On 05/12/2013 09:16 AM, Andrew Hume wrote:

On May 12, 2013, at 6:20 AM, Edward Ned Harvey (lopser) wrote:

Without checking the internet, and before you listen to other peoples' anecdotes or anything, I'd like to hear your gut feel, I want to know what your natural instinct is. What do you think about the reliability of the following tools?

every one of these tools is incomplete by themselves.
(some might say i come from a paranoid viewpoint.)

anything that does not implement end-to-end checksumming is defective.
that, to me, implies
* a simple reliable path to capturing the checksum of the original contents
* a simple way to verify the checksum of the recovered contents.
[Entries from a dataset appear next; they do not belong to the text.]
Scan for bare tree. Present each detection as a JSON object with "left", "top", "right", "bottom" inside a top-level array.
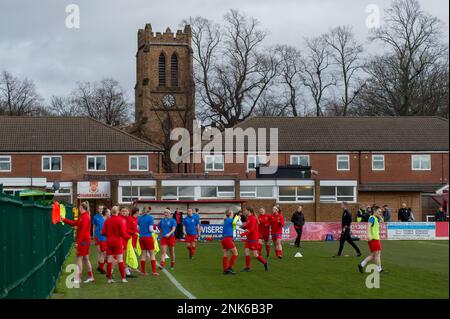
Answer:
[
  {"left": 49, "top": 78, "right": 131, "bottom": 126},
  {"left": 358, "top": 0, "right": 448, "bottom": 116},
  {"left": 325, "top": 26, "right": 363, "bottom": 116},
  {"left": 0, "top": 70, "right": 44, "bottom": 116},
  {"left": 276, "top": 45, "right": 302, "bottom": 116},
  {"left": 184, "top": 10, "right": 279, "bottom": 128},
  {"left": 301, "top": 36, "right": 336, "bottom": 116}
]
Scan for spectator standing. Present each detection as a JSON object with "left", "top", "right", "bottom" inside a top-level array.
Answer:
[
  {"left": 291, "top": 206, "right": 305, "bottom": 248},
  {"left": 383, "top": 205, "right": 392, "bottom": 223},
  {"left": 434, "top": 206, "right": 447, "bottom": 222},
  {"left": 172, "top": 208, "right": 183, "bottom": 239},
  {"left": 398, "top": 203, "right": 409, "bottom": 222}
]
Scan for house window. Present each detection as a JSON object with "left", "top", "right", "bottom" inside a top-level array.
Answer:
[
  {"left": 119, "top": 186, "right": 156, "bottom": 204},
  {"left": 372, "top": 155, "right": 384, "bottom": 171},
  {"left": 42, "top": 156, "right": 62, "bottom": 172},
  {"left": 87, "top": 155, "right": 106, "bottom": 172},
  {"left": 411, "top": 155, "right": 431, "bottom": 171},
  {"left": 336, "top": 155, "right": 350, "bottom": 171},
  {"left": 240, "top": 186, "right": 274, "bottom": 198},
  {"left": 200, "top": 186, "right": 234, "bottom": 198},
  {"left": 320, "top": 186, "right": 356, "bottom": 203},
  {"left": 162, "top": 186, "right": 195, "bottom": 200},
  {"left": 0, "top": 155, "right": 11, "bottom": 172},
  {"left": 291, "top": 155, "right": 310, "bottom": 166},
  {"left": 170, "top": 53, "right": 178, "bottom": 87},
  {"left": 158, "top": 52, "right": 166, "bottom": 86},
  {"left": 130, "top": 155, "right": 148, "bottom": 172},
  {"left": 247, "top": 155, "right": 267, "bottom": 171},
  {"left": 205, "top": 155, "right": 224, "bottom": 171},
  {"left": 278, "top": 186, "right": 314, "bottom": 202}
]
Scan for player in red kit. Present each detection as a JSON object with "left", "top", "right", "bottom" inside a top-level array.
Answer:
[
  {"left": 271, "top": 206, "right": 284, "bottom": 259},
  {"left": 258, "top": 207, "right": 271, "bottom": 257},
  {"left": 63, "top": 202, "right": 94, "bottom": 284},
  {"left": 241, "top": 207, "right": 269, "bottom": 272},
  {"left": 102, "top": 206, "right": 131, "bottom": 283}
]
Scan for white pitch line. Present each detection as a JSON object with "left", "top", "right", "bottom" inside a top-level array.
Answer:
[{"left": 157, "top": 263, "right": 197, "bottom": 299}]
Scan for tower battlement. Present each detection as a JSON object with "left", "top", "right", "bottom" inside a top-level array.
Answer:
[{"left": 138, "top": 23, "right": 192, "bottom": 47}]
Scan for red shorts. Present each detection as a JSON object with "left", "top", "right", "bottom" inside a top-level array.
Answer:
[
  {"left": 245, "top": 239, "right": 259, "bottom": 250},
  {"left": 161, "top": 236, "right": 175, "bottom": 247},
  {"left": 77, "top": 242, "right": 91, "bottom": 257},
  {"left": 98, "top": 241, "right": 108, "bottom": 252},
  {"left": 185, "top": 235, "right": 197, "bottom": 243},
  {"left": 272, "top": 234, "right": 283, "bottom": 240},
  {"left": 369, "top": 239, "right": 381, "bottom": 253},
  {"left": 221, "top": 237, "right": 236, "bottom": 250},
  {"left": 106, "top": 245, "right": 123, "bottom": 256},
  {"left": 139, "top": 236, "right": 155, "bottom": 250}
]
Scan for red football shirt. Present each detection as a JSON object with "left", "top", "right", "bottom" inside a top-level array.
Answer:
[
  {"left": 271, "top": 214, "right": 284, "bottom": 234},
  {"left": 63, "top": 212, "right": 91, "bottom": 244},
  {"left": 258, "top": 214, "right": 271, "bottom": 235},
  {"left": 102, "top": 216, "right": 130, "bottom": 246}
]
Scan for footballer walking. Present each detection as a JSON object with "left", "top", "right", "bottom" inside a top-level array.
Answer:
[
  {"left": 159, "top": 208, "right": 177, "bottom": 270},
  {"left": 221, "top": 209, "right": 238, "bottom": 275},
  {"left": 358, "top": 206, "right": 383, "bottom": 273},
  {"left": 183, "top": 208, "right": 201, "bottom": 259},
  {"left": 138, "top": 207, "right": 159, "bottom": 276},
  {"left": 63, "top": 202, "right": 94, "bottom": 284},
  {"left": 102, "top": 206, "right": 131, "bottom": 284}
]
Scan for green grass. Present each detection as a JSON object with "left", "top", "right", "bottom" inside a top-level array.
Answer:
[{"left": 53, "top": 241, "right": 449, "bottom": 299}]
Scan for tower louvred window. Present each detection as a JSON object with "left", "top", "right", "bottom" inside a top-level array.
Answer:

i know of no backup system that does, or ever did.
that is why i have written a few backup systems myself.
sometimes, this means just putting wrappers around existing tools.
and while it doesn't hurt to check return codes, they are neither
necessary nor sufficient for correct results; i therefore mostly ignore them.

given the recent availability of erasure code systems, if i were doing this
now, i would devise  an end-to-end scheme around erasure code tools,
which would give you enormous reliability.


I think checksumming has a place in backup/archive systems, but I'm not sure that end-to-end checksumming will allow sufficient scalability, at least with current filesystem technology. At $WORK, if we had to checksum each file on each filesystem we backup, I doubt we could complete our backups in our window, and it would likely be a significant disk and network performance impact as well. We scan 300+ million files and 4+PB nightly, with about 10TB of changed data, and I doubt we could read and generate checksum data for each file. Even if we depend on inode information to find candidate files, and only checksum changed files based on that data, it would be a challenge.

What I think /could/ work, though, is if checksumming filesystems like ZFS could expose the checksum data to user applications (like backup clients), and then applications could use that data without generating it for themselves.